Author: Alix Strauss
ISBN: 978-0—06-172856-3
Publisher:  HarperCollins


Razors pain you;

Rivers are damp;

Acids stain you;

And drugs cause cramp.

Guns aren’t lawful;

Nooses give;

Gas smells awful;

You might as well live.

Dorothy Parker, “Resume,” 1926 (Dorothy Parker’s dark poem begins Strauss’ book)

Author Alix Strauss explores suicides of people revered and some not so revered, arranged by categories:  authors, actors, musicians, artists, powerful people, and concludes with chapters on Fascinating Facts (one example, ten questionable Deaths you’ve heard of … and ten you might not have), ten of the most bizarre and gruesome suicides, a great love Cleopatra and Mark Antony, Grave Matters and Attempted Suicides.

Most of us admit to an element of fascination in the lives of others, and when it comes to final moments, the fascination can be even greater! Strauss’ book reveals little known details of suicides and in recounting facts shows that just because someone is well-known and respected; it does not mean that they are removed from bleak human emotions. At the end of the day, we must all face our personal demons.

Not every suicidal tale in the book is filled with gloom and doom. For example, author Hunter Thompson, remembered for his book “Fear and Loathing in Las Vegas.” Hunter Thompson had a bad-boy image and was the inspiration for Gonzo journalism (injecting yourself into the story). Toward the end of his life, Thompson was suffering with chronic medical conditions and planned his final exit. His suicide note read:

             No More Games. No More Bombs. No More Walking. No More Fun.

              No More Swimming. 67. That is 17 years past 50. 17 more than

              I needed or wanted. Boring. I am always bitchy. No Fun—for anybody.

              You are getting Greedy. Act your old age. Relax---This won’t hurt.
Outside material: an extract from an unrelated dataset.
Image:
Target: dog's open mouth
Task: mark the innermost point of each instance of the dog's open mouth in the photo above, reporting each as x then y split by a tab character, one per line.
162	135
Author Alix Strauss writes that after Hunter Thompson died, there was a huge memorial and celebration of his life. “The event was a near-perfect replica of the big picture. And though Hunter was there in spirit, he missed the biggest party of his life.” Hunter Thompson’s ashes were loaded into a $2 million dollar “mammoth cannon shaped like the Gonzo fist” and blasted into the sky, while Bob Dylan’s “Hey Mr. Tambourine Man” was serenading the grieving crowd. On the first anniversary of Thompson’s death (February 20th), there was a shrine built at a ski resort in Aspen, Colorado, complete with photos, an American flag, a gloved arm with a “Gonzo” tattoo, a Rolling Stone magazine cover (Thompson frequently wrote for the magazine), Tibetan prayer flags, and a bottle of Mr. Bubbles. What a way to be remembered!

Even if you consider yourself highly knowledgeable when it comes to celebrity suicides, I guarantee you that Strauss’ book will reveal facts you have never heard or read about before. Read “Death Becomes Them,” for an riveting read and prepare to enjoy the experience.